If you’ve been reading the Talmud for a while, or even if you haven’t, this fact is already glaringly obvious: all of the rabbis who wrote the Talmud were men. You probably know what you think about that fact, but what did the rabbis of the Talmud think about the society they lived in? Did they believe that men and women simply had different roles to play as a result of their biology, or did they think that women were subjugated and forced into a particular role while being excluded from others?
A midrash on today’s daf helps shed some light on that question. In the context of a broader discussion of women’s proper conduct within a marriage, Rabbi Yitzchak bar Avdimi offers an interpretation of Genesis 3:16, in which God describes Eve’s post-Eden life: To the woman God said: I will greatly multiply your pain and your travail; in sorrow you shall bring forth children; and yet your desire shall be to your husband, and he shall rule over you.
This already does not sound great for Eve — who will be ruled over by her husband, continue to desire his embrace, and then bring forth children in pain — but Rabbi Yitzchak bar Avdimi takes things a step further, claiming:
Eve was cursed with ten curses.
He then explains the derivation of each of these curses from different words in the biblical verse above.
“Greatly multiply”: these are the two drops of blood (representing the blood of menstruation and the blood of virginity).
“Your pain”: this is the pain of raising children.
“And your travail”: this is the pain of pregnancy.
“In sorrow you shall bring forth children”: in accordance with its plain meaning (i.e. no explanation needed).
“And yet your desire shall be to your husband”: this teaches that the woman misses her husband when he sets out on the road.
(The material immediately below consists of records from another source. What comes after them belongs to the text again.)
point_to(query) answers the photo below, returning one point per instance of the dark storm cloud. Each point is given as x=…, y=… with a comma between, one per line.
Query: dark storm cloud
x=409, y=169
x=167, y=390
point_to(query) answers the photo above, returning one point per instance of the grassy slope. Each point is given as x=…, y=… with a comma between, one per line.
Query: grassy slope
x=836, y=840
“And he shall rule over you” teaches that the woman demands her husband sexually only in her heart, but the man demands his wife verbally.
So far we are at seven curses; Rav Dimi completes the list by adding another three, though these don’t seem to be biblically derived:
A woman is wrapped like a mourner (meaning that she must cover her head and dress modestly), and she is ostracized from all people and incarcerated within a prison (because of the expectation that women will stay at home and not socialize or partake in civil society).
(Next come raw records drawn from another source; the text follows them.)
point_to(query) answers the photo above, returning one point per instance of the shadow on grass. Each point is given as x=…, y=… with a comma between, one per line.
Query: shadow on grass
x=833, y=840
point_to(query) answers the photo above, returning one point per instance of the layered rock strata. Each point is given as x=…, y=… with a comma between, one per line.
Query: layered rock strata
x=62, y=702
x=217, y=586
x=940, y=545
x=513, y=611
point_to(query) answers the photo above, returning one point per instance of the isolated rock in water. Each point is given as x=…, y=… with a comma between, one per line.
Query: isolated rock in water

We’ve now moved from Rabby Yitzchak bar Avdimi’s enumeration of the difficulties faced by women in antiquity as wives and mothers to the restrictions they all faced in their everyday activities. If it didn’t look good for Eve after she ate the apple, it’s perhaps looking even worse for her by the rabbinic period.
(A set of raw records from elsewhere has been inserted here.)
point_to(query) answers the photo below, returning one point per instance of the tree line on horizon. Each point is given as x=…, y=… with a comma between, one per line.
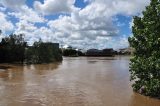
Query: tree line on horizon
x=14, y=49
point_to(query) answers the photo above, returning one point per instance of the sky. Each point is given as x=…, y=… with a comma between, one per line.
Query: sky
x=82, y=24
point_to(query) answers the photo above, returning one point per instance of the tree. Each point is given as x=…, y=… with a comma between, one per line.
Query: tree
x=145, y=64
x=12, y=48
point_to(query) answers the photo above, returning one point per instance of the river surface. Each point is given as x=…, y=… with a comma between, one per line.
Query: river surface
x=77, y=81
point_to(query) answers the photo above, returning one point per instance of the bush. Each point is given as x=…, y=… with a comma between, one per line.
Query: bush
x=145, y=64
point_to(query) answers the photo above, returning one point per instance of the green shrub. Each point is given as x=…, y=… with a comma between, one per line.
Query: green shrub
x=145, y=64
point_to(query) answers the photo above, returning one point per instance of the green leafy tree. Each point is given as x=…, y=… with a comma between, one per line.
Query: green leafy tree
x=145, y=64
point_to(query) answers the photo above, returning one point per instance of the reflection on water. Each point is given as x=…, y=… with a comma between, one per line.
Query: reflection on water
x=80, y=81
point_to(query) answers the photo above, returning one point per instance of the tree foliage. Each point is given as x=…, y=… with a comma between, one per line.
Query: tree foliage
x=43, y=53
x=14, y=49
x=145, y=64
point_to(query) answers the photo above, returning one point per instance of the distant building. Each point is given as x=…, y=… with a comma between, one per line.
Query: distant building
x=104, y=52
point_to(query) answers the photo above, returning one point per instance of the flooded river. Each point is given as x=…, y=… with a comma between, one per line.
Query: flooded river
x=78, y=81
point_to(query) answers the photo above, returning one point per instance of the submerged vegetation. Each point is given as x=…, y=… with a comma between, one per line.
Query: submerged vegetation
x=14, y=49
x=145, y=65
The rabbis certainly aren’t rallying for radical feminist change here; on the contrary, they are presenting this difference between the sexes as divinely ordained. But at the same time, they are also acknowledging that it’s hard to be a woman in their culture. After all, these elements of female existence are enumerated as curses (thanks to Ishay Rosen-Zvi for this insight in his book The Mishnaic Sotah Ritual). The rabbis were not exactly proto-feminists, but we can give them credit for their empathy, and for their acknowledgement — free of apologetics — of real inequalities in their culture.